Rakwena - Fomos, durante muito tempo, um continente marginalizado. O mundo resumia a África a doenças, fome, guerras e corrupção, mas poucos perceberam o desenvolvimento chegar. Uma prova de que as coisas mudaram foi a criação da New African Partnership for Africa´s Development (Nova Parceria para o Desenvolvimento Africano), a Nepad. Essa é uma aliança dos 53 países africanos que se deram conta de que a maior responsabilidade no desenvolvimento do continente é deles próprios. Somos o continente mais rico em minerais e podemos reestruturar nossas economias usando recursos naturais. Estamos trabalhando pela democratização de todos os países, pela solução dos conflitos e por eleições justas.
ABr - Mas, com essa posição, a África não perderia as doações dos países mais ricos?

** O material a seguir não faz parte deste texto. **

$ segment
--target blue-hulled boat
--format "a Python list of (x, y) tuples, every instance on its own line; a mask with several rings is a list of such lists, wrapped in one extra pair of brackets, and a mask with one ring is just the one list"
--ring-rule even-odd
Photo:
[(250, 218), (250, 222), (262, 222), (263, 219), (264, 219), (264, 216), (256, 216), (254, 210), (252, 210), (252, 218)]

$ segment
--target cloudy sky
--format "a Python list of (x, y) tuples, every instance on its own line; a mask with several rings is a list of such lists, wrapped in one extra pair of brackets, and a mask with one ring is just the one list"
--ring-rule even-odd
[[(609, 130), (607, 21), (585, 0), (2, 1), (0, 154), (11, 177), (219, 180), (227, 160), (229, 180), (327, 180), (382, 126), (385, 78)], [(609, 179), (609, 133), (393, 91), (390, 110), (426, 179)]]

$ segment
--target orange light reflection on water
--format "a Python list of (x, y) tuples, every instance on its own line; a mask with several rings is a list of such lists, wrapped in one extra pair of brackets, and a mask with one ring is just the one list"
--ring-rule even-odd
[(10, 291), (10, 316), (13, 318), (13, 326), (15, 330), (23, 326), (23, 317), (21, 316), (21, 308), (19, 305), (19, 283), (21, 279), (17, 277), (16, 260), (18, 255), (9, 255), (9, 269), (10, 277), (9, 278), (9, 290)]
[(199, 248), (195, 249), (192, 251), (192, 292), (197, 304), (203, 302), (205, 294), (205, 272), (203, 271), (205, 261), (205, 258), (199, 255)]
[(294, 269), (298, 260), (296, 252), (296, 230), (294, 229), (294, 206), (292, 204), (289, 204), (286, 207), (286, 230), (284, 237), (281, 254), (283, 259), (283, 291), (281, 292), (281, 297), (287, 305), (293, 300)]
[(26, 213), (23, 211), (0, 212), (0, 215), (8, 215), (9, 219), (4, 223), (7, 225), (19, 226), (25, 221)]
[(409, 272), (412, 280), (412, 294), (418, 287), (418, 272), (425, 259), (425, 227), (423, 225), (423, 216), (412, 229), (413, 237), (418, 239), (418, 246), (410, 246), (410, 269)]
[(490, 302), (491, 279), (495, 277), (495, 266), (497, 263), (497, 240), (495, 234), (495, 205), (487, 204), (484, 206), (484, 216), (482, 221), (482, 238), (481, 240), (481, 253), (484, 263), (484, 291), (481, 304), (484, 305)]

Rakwena - Vamos deixar de lado a visão de que o mundo sustenta a África. Queremos ser tratados como parte igual no processo. Se outro país decide contribuir financeiramente com o desenvolvimento das nossas nações, os termos desse acordo serão estabelecidos por nós também. Parte do problema da África é que, por tempo demais, fomos tidos como o lado mais fraco das relações, o que deu margem para consultores do mundo inteiro virem aos nossos países ditar o que deveria ser feito para revigorar a economia. Esse tempo é passado. Não queremos mais que pessoas sentadas em arranha-céus, a milhares de quilômetros de nossas vilas, ditem o que deve ser feito, pois eles não conhecem nossa realidade.
ABr - Então, a relação é de parceria, e não de dependência?
Rakwena - As nações africanas querem ser parceiras do mundo em nível de igualdade. Como em qualquer negócio, deve haver benefícios mútuos. Ninguém mais vai fazer negócios com a África porque tem pena do povo africano. Isso seria diminuir a importância do nosso continente.